- NELLIE L. BYRD
- U.S. National Register of Historic Places
- Location: Middle River, Maryland
- Coordinates: 39°19′19″N 76°25′37″W﻿ / ﻿39.32194°N 76.42694°W
- Built: 1911
- Architectural style: Skipjack
- MPS: Chesapeake Bay Skipjack Fleet TR
- NRHP reference No.: 85001093
- Added to NRHP: May 16, 1985

= Nellie L. Byrd (skipjack) =

The Nellie L. Byrd is a Chesapeake Bay skipjack, built in 1911 at Oriole, Maryland. She is a 53.6' long two-sail bateau, or "V"-bottomed deadrise type of centerboard sloop. She has a beam of 26.7', a depth of 4.8', and a net tonnage of 18 tons. She is one of the 35 surviving traditional Chesapeake Bay skipjacks and a member of the last commercial sailing fleet in the United States.
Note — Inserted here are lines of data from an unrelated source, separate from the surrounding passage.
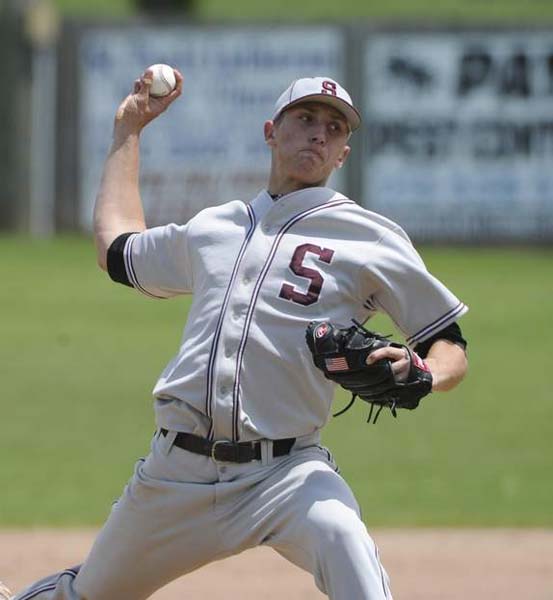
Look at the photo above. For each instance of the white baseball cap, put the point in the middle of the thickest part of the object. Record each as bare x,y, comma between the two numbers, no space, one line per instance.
319,89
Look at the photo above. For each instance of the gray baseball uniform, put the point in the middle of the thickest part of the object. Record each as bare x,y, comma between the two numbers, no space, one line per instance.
243,377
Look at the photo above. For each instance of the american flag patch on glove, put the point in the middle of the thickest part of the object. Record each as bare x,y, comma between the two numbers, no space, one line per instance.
338,363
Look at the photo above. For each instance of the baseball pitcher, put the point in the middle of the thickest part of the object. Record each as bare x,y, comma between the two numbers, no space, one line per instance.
281,285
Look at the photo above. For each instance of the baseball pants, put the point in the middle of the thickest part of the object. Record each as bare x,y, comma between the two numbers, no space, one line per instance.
181,511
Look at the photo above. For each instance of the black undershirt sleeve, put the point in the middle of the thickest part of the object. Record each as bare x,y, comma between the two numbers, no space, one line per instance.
451,332
115,260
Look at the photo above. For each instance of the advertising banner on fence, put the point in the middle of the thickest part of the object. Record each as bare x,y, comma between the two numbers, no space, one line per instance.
458,135
209,147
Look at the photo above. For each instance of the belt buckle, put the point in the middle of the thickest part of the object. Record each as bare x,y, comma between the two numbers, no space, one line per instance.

When listed, she was located at Tilghman, Talbot County, Maryland. Since 2005, she is located at Middle River, Maryland, Baltimore County, Maryland.

She was listed on the National Register of Historic Places in 1985 and received a Save America's Treasures grant in 2006. She is assigned Maryland dredge number 28.